The fourth dimension is a mathematical construct used by scientists to describe certain types of phenomena. Learn more about it, subsequently testing your knowledge with a quiz.

The Fourth Dimension Defined

Have you ever wondered what it would be like to live in a world with four spatial dimensions? It's a very difficult thought experiment since we're so used to our three dimensional world. So let's start with something simple.

Imagine living in a two dimensional world, similar to old video games like Pac-Man or Super Mario Brothers. You would only be able to move on a flat plane, which you can think of as an infinitely thin sheet of paper. You wouldn't have any understanding of what it means to move above and below it. For example, if you were walking on the street and saw a large tree branch in front of you, there would be no way to step over it, and you would have to go around it.

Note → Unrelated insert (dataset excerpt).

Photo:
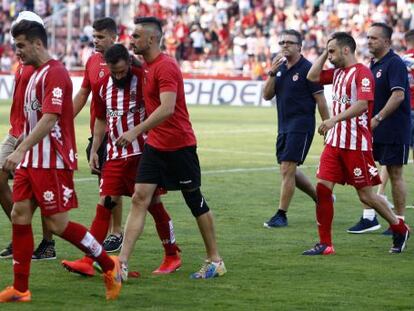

Before proceeding, it's important to note that scientists sometimes talk about non-spatial dimensions. You might have heard about the Theory of Relativity, where Einstein mentioned the fourth dimension to be temporal instead of spatial. For the purposes of this lesson, we're only going to discuss spatial dimensions, which are often utilized by scientists as the medium in which phenomena occur.

Living in a three dimensional world, we can move above and below objects, in addition to the other directions on a two dimensional plane. Well, introducing another dimension would be similar to going from two to three dimensions. The fourth dimension is an extension of the geometry of space that would give us more ways to move from one place to another.

Let us take a closer look at the fourth dimension from a mathematical perspective.

The Fourth Dimension: A Mathematical Perspective

If we were to draw a zero-dimensional world, how would it look? Well, all we would need to draw is one little dot. Zero dimensions implies that there is no freedom of movement, so all objects would exist at the same exact location in such a world, which is represented by a point.

How about a one-dimensional world? In this case, objects would be able to move in only one particular way. Imagine drawing a point on a piece of paper to represent a zero dimensional world. To add another dimension, you would draw one more point, and then connect the two of them. The resulting drawing is a line, which represents the medium along which objects can move in this one-dimensional world.

Similarly, representing a two dimensional world would be achieved by drawing a parallel line, and connecting the two of them. Objects would now be able to move along a plane.

To represent three dimensions, we would take two parallel planes and connect them together. It would look like a box, and objects would be able to move along and between different planes.